Review of Requiem by Daniel Ståhl

The only other collection of Sonnets I’ve read is Shakespeare’s.

One would think that any other would pale by comparison. But this is one impressive collection. A stand-out among all the poetry I’ve read. Flipping quickly through the book, you will see that the hands of a clock on the pages turn with each leaf, and with this accompanying image of time, you set out on journey into an uncommonly compelling world. In a way, I was reminded of Clark Ashton Smith’s fantastic, imagistic poetry.

Thrilling, rich, and properly metered lyric sonnets, dense with imagery and sonic resonance.

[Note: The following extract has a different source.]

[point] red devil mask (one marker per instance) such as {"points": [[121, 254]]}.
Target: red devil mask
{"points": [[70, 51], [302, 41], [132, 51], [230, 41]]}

Here is a brief quote:

“In dreams we miss a paradise thought lost
To wake and carry out its holocaust– “

The pithy phrases and philosophic metaphors and motifs recur with startling regularity. There is a lot to be gained from reading this work. It is composed of carefully wrought poems, interwoven with addictive, dreamlike rhythms. The style is not tiresome or boring, even after 211 examples of the same structure. The blended mythologies and intimate portraits are both memorable and surreal.

For lovers of splendid writing, hidden morals, and interplays of grand themes, give this singular work a try.

Review of Hemming Flames by Patricia Colleen Murphy

A devastating collection of poems dealing with tough topics in a way that leaves a memorable impression, written by a contemporary poet unafraid to openly discuss humanity’s deepest fears.

You would be hard-pressed to find a better debut collection published in recent years. The last lines of the book deliver on what the rest of the collection promises – that there is symbolic relationship between the images and interconnected stories – beyond lyrical intensity – clasped within the slim volume’s covers. As re-readable as her second production: Bully Love. Tame is not a word to describe her work, but even the faint of heart will be able to perceive the deep thought and care that went into these poems.

Review of The Unabridged Edgar Allan Poe by Edgar Allan Poe

ISBN 0894712330 (ISBN13: 9780894712333)

When choosing which single volume of Poe’s to keep in my collection I settled on this one. 

I decided against the Library of America edition of the tales due to conspicuous absences in the Table of Contents. This one has all of my favorite poems, stories and a few essays. I supplemented this with the LOA edition of his Reviews and the Delphi Complete Works ebook edition, chiefly for the letters. You would be hard-pressed to find a more delightful volume of Poe than this one, even if it is missing a few gems (like Eureka). It has pretty much all of my favorites.
He was the kind of author I will reread for life. I rarely grow tired of his semi-Gothic prose and lyrical poetry. Ever since reading Tell-Tale Heart, Pit and the Pendulum, Cask of Amontillado in middle school, I’ve cherished this large tome for the wealth of memories attached to it. I remember reading Pym and being amazed (in high school) and rereading The Raven a hundred times in an abortive attempt to memorize it. Most charming of all, perhaps, are the illustrations in this omnibus. If only LOA would take their work more seriously, stop leaving out key works from their authors and invest in illustrated pages. These editions from this publisher may be getting hard to find, but I also picked up their first volume of Twain as well.
If you are debating about reading Poe, do yourself the favor of reading his Complete Tales, in any form – even ebook – and if you can afford it, stick this one on your shelf.

1st Quarterly Review 2019

2 Short Stories and 1 Poem were chosen for the 1st Quarterly Review 2019 in Bewildering Stories!